Par un hasard providentiel, hier j’écrivis à ma famille pour qu’on m’expédiât une espèce de Michel Morin, homme plein de gaieté et de ressources, cocher, cuisinier, etc., etc., qui m’a souvent servi et qui m’est entièrement dévoué. Dès qu’il sera ici, je serai maître de partir quand je voudrai pour la France. Car il faut que vous sachiez que le médecin et mes amis ont pris à ce sujet une délibération solennelle. Ils ont pensé que la nature de ma maladie me crée des difficultés si nombreuses, que tous les avantages du climat ne compensent pas les soins domestiques.

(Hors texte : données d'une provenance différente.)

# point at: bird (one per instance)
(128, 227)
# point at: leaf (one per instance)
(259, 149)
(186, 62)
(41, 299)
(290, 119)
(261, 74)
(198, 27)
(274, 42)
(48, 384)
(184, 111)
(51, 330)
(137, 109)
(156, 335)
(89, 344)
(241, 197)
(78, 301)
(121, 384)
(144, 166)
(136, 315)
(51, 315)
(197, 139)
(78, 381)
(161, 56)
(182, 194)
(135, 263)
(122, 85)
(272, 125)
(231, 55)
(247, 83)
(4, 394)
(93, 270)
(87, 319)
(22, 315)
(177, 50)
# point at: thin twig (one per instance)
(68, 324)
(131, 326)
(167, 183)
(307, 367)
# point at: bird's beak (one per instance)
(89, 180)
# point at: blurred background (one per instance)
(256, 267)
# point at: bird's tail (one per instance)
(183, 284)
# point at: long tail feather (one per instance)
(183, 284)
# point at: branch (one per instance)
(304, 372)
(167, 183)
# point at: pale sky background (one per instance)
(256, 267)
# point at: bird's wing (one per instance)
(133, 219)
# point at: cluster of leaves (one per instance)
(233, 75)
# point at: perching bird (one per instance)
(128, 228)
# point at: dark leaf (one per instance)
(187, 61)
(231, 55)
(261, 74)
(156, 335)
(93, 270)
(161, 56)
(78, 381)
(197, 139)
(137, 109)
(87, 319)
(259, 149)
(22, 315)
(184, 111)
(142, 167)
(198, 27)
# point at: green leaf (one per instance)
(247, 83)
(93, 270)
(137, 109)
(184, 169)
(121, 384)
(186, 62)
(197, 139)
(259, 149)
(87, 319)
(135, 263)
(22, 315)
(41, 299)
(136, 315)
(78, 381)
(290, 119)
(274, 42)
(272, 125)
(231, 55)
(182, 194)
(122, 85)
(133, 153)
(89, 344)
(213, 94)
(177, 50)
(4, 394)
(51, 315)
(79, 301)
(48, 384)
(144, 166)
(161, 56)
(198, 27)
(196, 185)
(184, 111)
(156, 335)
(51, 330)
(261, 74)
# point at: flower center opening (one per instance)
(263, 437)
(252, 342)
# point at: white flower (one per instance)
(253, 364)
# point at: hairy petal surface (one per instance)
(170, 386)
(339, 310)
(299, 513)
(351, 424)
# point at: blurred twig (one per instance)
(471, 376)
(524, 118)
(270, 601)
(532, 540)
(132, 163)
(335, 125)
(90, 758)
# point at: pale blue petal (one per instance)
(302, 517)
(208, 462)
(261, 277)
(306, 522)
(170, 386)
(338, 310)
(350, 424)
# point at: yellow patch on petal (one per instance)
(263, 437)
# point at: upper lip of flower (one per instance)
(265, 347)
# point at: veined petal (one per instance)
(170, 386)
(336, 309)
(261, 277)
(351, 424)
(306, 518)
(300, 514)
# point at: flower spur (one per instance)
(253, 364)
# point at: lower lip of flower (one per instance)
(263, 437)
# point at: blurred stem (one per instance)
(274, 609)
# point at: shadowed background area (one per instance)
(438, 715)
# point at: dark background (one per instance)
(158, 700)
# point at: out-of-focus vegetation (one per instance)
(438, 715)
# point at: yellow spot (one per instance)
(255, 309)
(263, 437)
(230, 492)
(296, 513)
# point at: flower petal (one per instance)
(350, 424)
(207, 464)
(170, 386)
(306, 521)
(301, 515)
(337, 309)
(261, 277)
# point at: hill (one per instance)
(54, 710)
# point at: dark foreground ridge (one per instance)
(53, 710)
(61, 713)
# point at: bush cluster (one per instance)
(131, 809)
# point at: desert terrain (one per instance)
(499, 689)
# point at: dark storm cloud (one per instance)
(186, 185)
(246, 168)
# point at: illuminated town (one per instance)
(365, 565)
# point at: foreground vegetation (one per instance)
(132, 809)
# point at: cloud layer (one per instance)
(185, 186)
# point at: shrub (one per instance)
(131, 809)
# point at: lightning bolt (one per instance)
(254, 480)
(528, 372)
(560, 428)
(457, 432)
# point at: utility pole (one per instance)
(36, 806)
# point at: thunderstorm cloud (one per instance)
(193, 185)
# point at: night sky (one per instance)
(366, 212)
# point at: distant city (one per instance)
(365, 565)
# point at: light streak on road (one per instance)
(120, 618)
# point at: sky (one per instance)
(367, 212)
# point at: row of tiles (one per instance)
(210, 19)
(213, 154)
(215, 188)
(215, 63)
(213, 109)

D’après ces dispositions, mon cher Paillottet, vous ne viendrez pas à Rome, gagner auprès de moi les œuvres de miséricorde. L’affection que vous m’avez vouée est telle que vous en serez contrarié, j’en suis sûr. Mais consolez-vous en pensant qu’à raison de la nature de ma maladie, vous auriez pu faire bien peu pour moi, si ce n’est de venir me tenir compagnie deux heures par jour, chose encore plus agréable que raisonnable. Je voudrais pouvoir vous donner à ce sujet des explications. Mais, bon Dieu ! des explications ! il faudrait beaucoup écrire, et je ne puis. Mon ami, sous des milliers de rapports j’éprouve le supplice de Tantale. En voici un nouvel exemple : je voudrais vous dire toute ma pensée, et je n’en ai pas la force…

Ce que vous et Guillaumin aurez fait pour les Incompatibilités sera bien fait.

Quant à l’affaire Carey, je vous avoue qu’elle me présente un peu de louche. D’un côté, Garnier annonce que le journal prend parti pour la propriété-monopole. D’une autre part, Guillaumin m’apprend que M. Clément va intervenir dans la lutte. Si le Journal des Économistes veut me punir d’avoir traité avec indépendance une question scientifique, il est bien peu généreux de choisir le moment où je suis sur un grabat, privé de la faculté de lire, d’écrire, de penser, et cherchant à conserver au moins celle de manger, de boire et de dormir qui me quitte.

Pressentant que je ne pourrais accepter le combat, j’ai ajouté à ma réponse à Carey quelques considérations adressées au Journal des Économistes. Vous me direz comment elles ont été reçues.

Fontenay ne sera-t-il donc jamais prêt à entrer en lice ? Il doit comprendre combien son assistance me serait nécessaire. Garnier dit : Nous avons pour nous Smith, Ricardo, Malthus, J. B. Say, Rossi et tous les économistes, moins Carey et Bastiat. J’espère bien que la foi dans la légitimité de la propriété foncière trouvera bientôt d’autres défenseurs, et je compte surtout sur Fontenay.

Je vous prie d’écrire à Michel Chevalier, de lui dire combien je suis reconnaissant de son excellent article sur mon livre. Il n’a d’autre défaut que d’être trop bienveillant et de laisser trop peu de place à la critique. Dites à Chevalier que je n’attends qu’un peu de force pour lui adresser moi-même l’expression de mes vifs sentiments de gratitude. Je fais des vœux sincères pour qu’il hérite du fauteuil de M. Droz ; ce ne sera que tardive justice.